Confieso que sigo con satisfacción el llanto y rechinar de dientes de la progresia ante la victoria de Trump.
Cubiertas de ceniza sus cabezas, lacerados por un luto que les aguijonea el alma, desgarradas sus vestiduras ante quien consideran un blasfemo de la democracia, me da vergüenza ajena asistir a sus coros de plañideras, ver sus rostros desencajados por la ignominiosa derrota de su ideología de «progreso». Esperaban vencer, y perdieron como casi siempre.
Pero, eso sí, junto al pasmo avinagrado por el triunfo del «demente» y «facha» Trump, han seguido afilando sus cuchillos, disparando sus desprecios de racimo, sus andanadas nucleares contra los americanos que le votaron, llamándoles «tontos», analfabetos, fachas… Diciendo que sus votos son producto de la ignorancia, que huelen al estiércol de la América profunda, que son unos granjeros paletos…
Lo mismo dijeron los podemitas tras sus repetidos fracasos electorales, que achacaron a la «profunda» Tercera Edad, a la que colmaron de desprecios.
A mí me cuesta entender cómo puede ser tonto alguien que vota bajo el principio del amor a su país, de la necesidad de que haya más ley y más orden, de que es preciso protegerle de las amenazas exteriores controlando una inmigración que puede traerles unabombers yihadistas, de que hay que expulsar a algunas minorías –las «maras» centroamericanas, por ejemplo– que son semilleros de drogas y delincuencia, de que hay que recuperar las industrias en decadencia, de que hay que acabar con el aborto generalizado y el abuso mediático de la ideología de género.
En España tenemos el caso indescifrable del populismo podemita, bastante enigmático y epatante, pues, si suponemos que el populismo consiste en aprovechar mareas de indignación popular, más o menos coyunturales, para intentar conquistar el poder prometiendo quimeras y utopías, nuestro movimiento antisistema se fundamenta en la defensa de unos principios que van claramente en contra de las aspiraciones populares. O sea, que tenemos un populismo antipopular, algo así como un círculo cuadrado, metafísicamente imposible.
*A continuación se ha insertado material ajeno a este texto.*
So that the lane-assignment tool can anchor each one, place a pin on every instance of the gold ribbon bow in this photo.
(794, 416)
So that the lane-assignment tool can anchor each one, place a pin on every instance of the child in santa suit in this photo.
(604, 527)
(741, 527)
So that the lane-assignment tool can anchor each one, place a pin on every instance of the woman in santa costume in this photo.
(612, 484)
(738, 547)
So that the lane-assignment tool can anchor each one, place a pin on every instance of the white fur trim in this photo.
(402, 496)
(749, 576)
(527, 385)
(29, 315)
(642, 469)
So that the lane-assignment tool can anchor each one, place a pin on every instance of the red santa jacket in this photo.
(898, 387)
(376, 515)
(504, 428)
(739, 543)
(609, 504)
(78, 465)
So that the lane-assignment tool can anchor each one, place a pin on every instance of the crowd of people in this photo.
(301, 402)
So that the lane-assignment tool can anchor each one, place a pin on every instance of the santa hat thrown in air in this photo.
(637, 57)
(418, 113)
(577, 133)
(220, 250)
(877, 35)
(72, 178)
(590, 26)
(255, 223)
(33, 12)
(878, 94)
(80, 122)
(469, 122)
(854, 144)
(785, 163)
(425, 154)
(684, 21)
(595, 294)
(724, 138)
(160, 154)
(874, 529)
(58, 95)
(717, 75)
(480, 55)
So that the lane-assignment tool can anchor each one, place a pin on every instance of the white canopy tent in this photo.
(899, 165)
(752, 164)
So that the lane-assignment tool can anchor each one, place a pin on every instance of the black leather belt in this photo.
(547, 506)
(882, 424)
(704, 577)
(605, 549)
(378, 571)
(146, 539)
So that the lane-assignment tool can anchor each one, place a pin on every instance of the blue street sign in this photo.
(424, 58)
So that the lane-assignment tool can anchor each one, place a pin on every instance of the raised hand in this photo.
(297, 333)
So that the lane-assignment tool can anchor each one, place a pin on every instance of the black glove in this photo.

Así, tenemos que un pueblo que rechaza el terrorismo, vota a una chusma que se pasea con etarras, que se hace fotos con terroristas, a los que presenta como personas de paz; un pueblo en el que una cuarta parte vota a una banda que propone el derecho de autodeterminación, a pesar de que la inmensa mayoría se confiesa muy patriota; un pueblo católico en el que una parte vota a una patulea de ateos que persiguen claramente las manifestaciones religiosas; un pueblo en el que, a pesar de tener la segunda mayor tasa de paro de Europa, se vota a una jauría que quiere papeles para todos los inmigrantes, abolir las fronteras, mantener a los ilegales con nuestros impuestos porque son «derechos humanos»; un pueblo que vota a unos niñatos malcriados y privilegiados que van al Parlamento a montar escándalos, numeritos circenses para salir en la foto con los que se burlan de todo un país; un pueblo que vota a defraudadores que denuncian los fraudes, a corruptos que claman contra la corrupción; un pueblo que quiere seguir en Europa vota a una mafia que nos quiere sacar del euro…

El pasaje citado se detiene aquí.